His teeth clenched, biting and holding back his own tears. The bitterness building in the back of his mouth. Fluid perpetrating and tracing down his trachea. Mucus was blistering inside of his torrid esophagus. The collapsing and opening of his airways were harsh and trembling below the base of his collarbone.
Saulen had just lost the love of his life. His late wife, with the untimely telling of her death, left a distasteful reaction in his mouth. Just as spring was rolling around the corner. The heavenly scent of her splendor was left completely unscathed and untouched. For his marriage was unconsummated, unlikely as it was, he wasn’t shamed. As it wasn’t a sham of a betrothal, for he adorned his wife with a tenderness he couldn’t very well put into physical verbal words. For in her very own fears, she allowed him time for his own gentle solace. Even during this time of unchaste fervor. Even when she was coarse with her own feelings, she – herself was left unjustified.
Her laughter no longer reined the halls of his home. The Quarratch.

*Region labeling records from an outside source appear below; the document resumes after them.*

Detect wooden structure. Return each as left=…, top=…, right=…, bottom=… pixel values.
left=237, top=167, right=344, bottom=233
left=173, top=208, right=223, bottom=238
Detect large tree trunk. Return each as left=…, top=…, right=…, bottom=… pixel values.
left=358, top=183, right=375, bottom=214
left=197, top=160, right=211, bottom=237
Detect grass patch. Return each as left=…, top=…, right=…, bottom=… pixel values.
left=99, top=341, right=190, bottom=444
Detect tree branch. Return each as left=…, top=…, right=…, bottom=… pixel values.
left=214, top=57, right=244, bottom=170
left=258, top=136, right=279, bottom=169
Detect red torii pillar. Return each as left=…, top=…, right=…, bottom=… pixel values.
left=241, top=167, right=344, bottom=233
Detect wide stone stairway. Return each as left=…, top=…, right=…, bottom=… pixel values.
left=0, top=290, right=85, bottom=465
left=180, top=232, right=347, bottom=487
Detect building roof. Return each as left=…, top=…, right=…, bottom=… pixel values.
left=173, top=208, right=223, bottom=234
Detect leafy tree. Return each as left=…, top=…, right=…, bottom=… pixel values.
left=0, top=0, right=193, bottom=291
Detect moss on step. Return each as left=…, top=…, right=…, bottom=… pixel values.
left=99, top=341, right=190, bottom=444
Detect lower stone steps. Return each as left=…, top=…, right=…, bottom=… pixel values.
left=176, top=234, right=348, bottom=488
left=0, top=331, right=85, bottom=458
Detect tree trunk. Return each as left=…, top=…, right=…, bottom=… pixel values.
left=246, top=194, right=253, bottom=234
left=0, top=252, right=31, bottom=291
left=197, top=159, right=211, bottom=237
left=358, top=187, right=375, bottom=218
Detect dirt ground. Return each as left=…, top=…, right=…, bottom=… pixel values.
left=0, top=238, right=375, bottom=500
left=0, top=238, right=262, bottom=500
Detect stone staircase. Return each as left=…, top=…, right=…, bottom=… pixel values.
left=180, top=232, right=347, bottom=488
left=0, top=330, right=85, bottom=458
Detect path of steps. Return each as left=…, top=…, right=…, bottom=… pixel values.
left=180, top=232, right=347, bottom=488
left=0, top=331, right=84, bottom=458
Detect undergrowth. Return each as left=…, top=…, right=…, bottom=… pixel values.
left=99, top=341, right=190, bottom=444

Woven gossamer spider silk string draped all of the threaded tapestries of the stone coppered walls, from the inside of his barn. From the outside the rusted out planks stood tall in defending itself from the wintered wilderness. Amber and hickory collided together. Saulen removed himself from the dimming torchlights from the inside; the long copper -sienna strands were thrown away from his foresight. His tears still glistened in streams, skimming the base of his irises. His reindeer came forward with a running gallop from the smaller of the two stables out back. Gripping at the dirt with his hoofs, this sent fresh snow into his open eyes. The dendrite flurries skipped across the landscape whisking up spruce, scots pine, and birch twigs within its frostbitten grasp. Pinpricks brushed up against his arms and his cheekbones. Thus, they grew hot and pink like a flamingo. Leather hides and straps were fashioned around the artic stags inner thighs, ribcage, and neck, softly. Keflavik was engraved on his nameplate, strung in metal chaining towards the side of his neck. He stepped aside to continue to pack his long sled. The provisions he would need – started to add up, into his allotted time. With the torches illuminating the surrounding around his perimeter, Saulen finished with supplies, all the while watched the snowbrush into the wind and thought he saw a snow bee.